Re: [Schrodinger-devel] Few questions about Dirac video codec

SourceForge Headquarters 225 Broadway Suite 1600 San Diego, CA 92101 +1 (858) 454-5900

On Thu, Mar 26, 2009 at 11:07:32PM +0100, Norbert Kubiec wrote:
> The question of latency was not unfounded. Have You heard about OnLive? They
> use new interactive video compression algorithm. Latency through the
> algorithm is just 1-ms instead of the 0.5- to 0.75-second lag inherent in
> conventional compression algorithms used in corporate video conferencing
> solutions, for example.

Glad to hear that you totally bought the marketing speak. :)

Rather than respond to your questions directly, I'll talk randomly
about low-latency video codecs work.

One key point about low latency video encoding is that the output
bits that represent the pixel have to exist somewhere in the bitstream
between the time the encoder gets the pixel from the camera, and N ms
later, where N is the latency.

One method of very low-latency compression works on a scanline basis.
An example is the low-delay profile of Dirac.  A camera reads out a
few scan lines (say, 16), the encoder compresses them, and then sends
those bits out over ethernet or ASI or whatever.  The latency is on
the order of a few scan lines, say 16*2 + a small number.  Why 16*2?
Because it takes 16 lines to read in the 16 line chunk, then spends the
time that it takes to read in the next chunk to encode the first chunk
and send it out over the wire.  Simultaneously, the decoder reads in
the data and decodes.  Then during the third set of 16 lines, the decoder
scans out the uncompressed lines.  So the decoder scans out line 0 as
the camera is scanning out line 32.  Real encoders need a bit of extra
time for synchronization, so 32 is ideal.  Of course, in a real system
there is network latency, but we'll make someone else worry about that.
32 lines works out to be abous 1 ms for 1080p at 30 frames per second,
depending on exactly the system you're using.  Compression ratios are
purposefully low, since you can't spread around worst-case bits at all,
and because this kind of compression is only really useful for studio
work.

Note that camera that has a few-scanline latency start at USD 10,000
and an encoder/decoder pair for DiracPro is about USD 4,000, iirc.
This is not the kind of technology you roll out in a consumer product.

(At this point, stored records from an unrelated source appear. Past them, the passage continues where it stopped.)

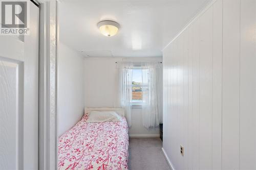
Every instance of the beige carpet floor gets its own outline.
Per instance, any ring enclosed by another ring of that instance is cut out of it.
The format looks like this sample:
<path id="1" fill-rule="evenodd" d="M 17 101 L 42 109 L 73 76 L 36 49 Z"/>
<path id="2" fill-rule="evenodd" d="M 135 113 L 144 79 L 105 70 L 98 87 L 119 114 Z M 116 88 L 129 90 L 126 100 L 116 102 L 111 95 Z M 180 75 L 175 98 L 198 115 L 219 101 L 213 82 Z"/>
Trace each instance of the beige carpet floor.
<path id="1" fill-rule="evenodd" d="M 130 138 L 129 170 L 169 170 L 159 138 Z"/>

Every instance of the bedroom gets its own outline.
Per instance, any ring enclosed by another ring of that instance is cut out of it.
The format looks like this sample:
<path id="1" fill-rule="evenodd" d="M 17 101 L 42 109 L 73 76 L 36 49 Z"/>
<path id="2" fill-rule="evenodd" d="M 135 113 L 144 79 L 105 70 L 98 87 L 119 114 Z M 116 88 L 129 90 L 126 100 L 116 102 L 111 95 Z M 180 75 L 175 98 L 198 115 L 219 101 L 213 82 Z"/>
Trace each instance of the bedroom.
<path id="1" fill-rule="evenodd" d="M 256 0 L 0 4 L 1 169 L 256 169 Z"/>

Another method is similar, but using an entire frame instead of a few
scan lines.  In this case, you get a theoretical latency of 2 frames,
or about 60 ms for 30 fps video.  I've seen companies advertising
encoder/decoder pairs that claim 70 ms latency (of course, without
any network latency), and I can pretty much believe this number.  Again,
you can't get away with cheap hardware -- my DV camera has an internal
latency somewhere between 90 and 120 ms, and HDV cameras are much worse.

In a frame-based low-latency system, it's much more realistic to use
motion compensation, in which you use the previous one or two frames
as reference pictures.  Since the general point of using motion
compensation is to decrease the bit rate, this causes compression
artifacts immediately after scene changes that clear up after a few
frames, and is very characteristic of the technique.  

Due to the way that Dirac puts together pictures, the non-low-delay
profiles of Dirac has a approximate latency of 4 pictures for a
simple implementation, although you can decrease this to nearly 2
pictures with more complex algorithms.  Schroedinger implements the
simple algorithm, and with suitable modifications (it does not do
this by default) you can get close to 4 frames latency.  Schro's
implementation of Low-Delay Profile is also 4 frames, since it uses
the same code.

Entropy Wave has implementations of the more complex algorithm for
Simple and Intra profiles, as well as an actual low delay implementation
of Low-Delay profile, with latencies that are very near the theoretical
latencies.  These are not open source.  Unfortunately, since all the
code that currently can use these codecs is frame based, there's very
minor advantage over Schroedinger unless you write a bunch of custom
code.

dave...